A nova lei que pretende definir o ordenamento no espaço marítimo nacional, abre espaço a novas concessões de explorações e obriga a redefinir e ordenar algumas áreas. De acordo com os regulamentos, as licenças para exploração dos viveiros da ria Formosa tem de ser renovadas em 2015, devendo o pedido ser efectuado este ano.

O coordenador da comissão de agricultura e mar, do grupo parlamento do PS, Miguel Freitas, defende que seja “exercido o direito de preferência” para os viveiristas actuais, no caso de concurso público para atribuição de licenças. Neste capítulo, sugeriu ainda que seja dada um prazo de mais dois anos para legalizar os viveiros existentes, alegando que a “administração não foi capaz de acautelar, em devido tempo, a reclassificação que a lei impunha ”.

Os viveiristas da ria Formosa manifestam o receio que a legislação venha a abrir portas à entrada das grandes empresas francesas de produção de ostras, de forma directa ou indirecta, na atribuição de licenças para a produção de bivalves. “Pior que não haver regras, é haver regras que criem desigualdade no acesso a determinados recursos”, disse, Fernando Gonçalves, referindo-se à aquacultura.

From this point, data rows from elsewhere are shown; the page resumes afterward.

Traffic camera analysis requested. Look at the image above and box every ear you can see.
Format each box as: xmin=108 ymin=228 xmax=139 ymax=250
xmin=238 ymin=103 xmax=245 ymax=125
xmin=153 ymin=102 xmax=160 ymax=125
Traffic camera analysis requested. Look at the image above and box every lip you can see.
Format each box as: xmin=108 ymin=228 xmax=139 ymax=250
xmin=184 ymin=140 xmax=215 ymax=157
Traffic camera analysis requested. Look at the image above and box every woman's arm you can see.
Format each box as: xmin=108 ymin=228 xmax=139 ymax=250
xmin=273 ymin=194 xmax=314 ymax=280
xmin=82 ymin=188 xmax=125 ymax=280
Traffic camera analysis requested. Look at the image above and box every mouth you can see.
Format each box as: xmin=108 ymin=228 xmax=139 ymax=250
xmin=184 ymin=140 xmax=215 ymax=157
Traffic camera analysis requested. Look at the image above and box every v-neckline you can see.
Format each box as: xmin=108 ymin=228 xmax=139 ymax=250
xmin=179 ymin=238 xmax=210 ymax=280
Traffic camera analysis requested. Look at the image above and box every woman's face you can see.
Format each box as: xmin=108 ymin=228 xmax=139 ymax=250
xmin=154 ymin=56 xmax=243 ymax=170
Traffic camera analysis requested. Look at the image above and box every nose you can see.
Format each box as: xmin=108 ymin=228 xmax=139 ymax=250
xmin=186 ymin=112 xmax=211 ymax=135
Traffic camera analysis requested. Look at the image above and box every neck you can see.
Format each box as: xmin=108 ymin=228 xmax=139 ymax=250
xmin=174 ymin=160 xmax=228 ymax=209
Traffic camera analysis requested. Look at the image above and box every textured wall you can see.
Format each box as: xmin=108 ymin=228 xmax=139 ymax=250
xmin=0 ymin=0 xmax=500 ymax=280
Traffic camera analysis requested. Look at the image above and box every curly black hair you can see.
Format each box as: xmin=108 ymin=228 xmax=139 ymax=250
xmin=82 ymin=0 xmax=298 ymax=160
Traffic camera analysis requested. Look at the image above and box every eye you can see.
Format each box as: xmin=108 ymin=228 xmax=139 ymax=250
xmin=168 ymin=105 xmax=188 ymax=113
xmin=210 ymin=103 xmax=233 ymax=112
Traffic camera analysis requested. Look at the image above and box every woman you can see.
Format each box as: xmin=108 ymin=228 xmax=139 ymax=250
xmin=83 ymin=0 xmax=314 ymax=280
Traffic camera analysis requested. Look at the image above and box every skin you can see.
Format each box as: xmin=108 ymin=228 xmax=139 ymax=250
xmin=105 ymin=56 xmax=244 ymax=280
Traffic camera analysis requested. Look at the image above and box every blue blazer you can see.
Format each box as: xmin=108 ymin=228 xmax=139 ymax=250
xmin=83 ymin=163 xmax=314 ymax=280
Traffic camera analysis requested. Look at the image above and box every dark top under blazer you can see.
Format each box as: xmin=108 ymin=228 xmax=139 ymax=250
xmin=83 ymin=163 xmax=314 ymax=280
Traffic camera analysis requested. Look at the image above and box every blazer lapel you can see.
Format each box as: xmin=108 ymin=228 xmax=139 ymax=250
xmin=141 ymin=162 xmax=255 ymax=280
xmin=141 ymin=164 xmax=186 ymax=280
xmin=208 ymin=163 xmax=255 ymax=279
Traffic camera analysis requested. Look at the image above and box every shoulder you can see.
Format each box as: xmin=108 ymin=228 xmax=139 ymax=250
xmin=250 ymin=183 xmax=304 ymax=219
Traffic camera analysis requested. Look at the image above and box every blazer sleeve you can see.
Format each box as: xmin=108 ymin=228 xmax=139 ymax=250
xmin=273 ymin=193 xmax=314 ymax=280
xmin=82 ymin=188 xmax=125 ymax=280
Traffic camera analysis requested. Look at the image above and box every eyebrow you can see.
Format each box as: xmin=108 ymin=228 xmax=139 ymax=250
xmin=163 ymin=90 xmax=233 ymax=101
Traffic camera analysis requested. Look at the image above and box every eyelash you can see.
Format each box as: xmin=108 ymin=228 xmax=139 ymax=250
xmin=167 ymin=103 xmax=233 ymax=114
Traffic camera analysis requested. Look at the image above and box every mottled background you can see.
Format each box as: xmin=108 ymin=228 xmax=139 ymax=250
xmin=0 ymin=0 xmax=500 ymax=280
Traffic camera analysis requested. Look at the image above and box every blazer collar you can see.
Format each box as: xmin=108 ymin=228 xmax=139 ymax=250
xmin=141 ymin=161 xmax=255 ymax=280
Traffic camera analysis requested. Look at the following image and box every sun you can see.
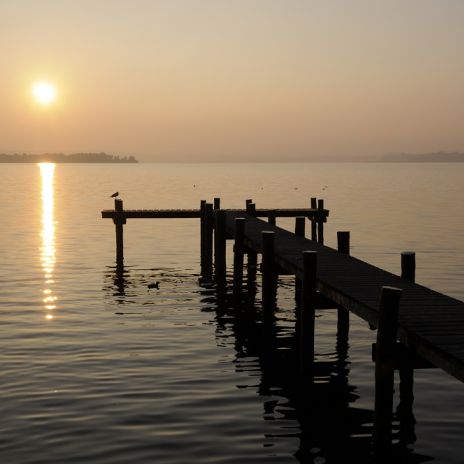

Taxas para subsidiar investigação científica
Um parte do valor das taxas das licenças, a cobrar pelas actividades marinhas, deveria reverter para a criação de um fundo de investigação científica. A sugestão, tendo por base o trabalho que tem vindo a desenvolvido pela Universidade do Algarve sobre a área do mar, foi lançada no final do debate realizado em Olhão, tendo sido bem recebida por parte do grupo parlamentar socialista. A proposta de lei que hoje vai ser votada ainda não incorpora a proposta. O espaço marinho de Portugal representa cerca de 18 vezes a área terrestre e, no Algarve, a ria Formosa constitui o principal laboratório natural para a criação de mariscos mas é, ao mesmo tempo, também uma zona de conflito de interesses, por coabitar com as actividades ligadas ao turismo.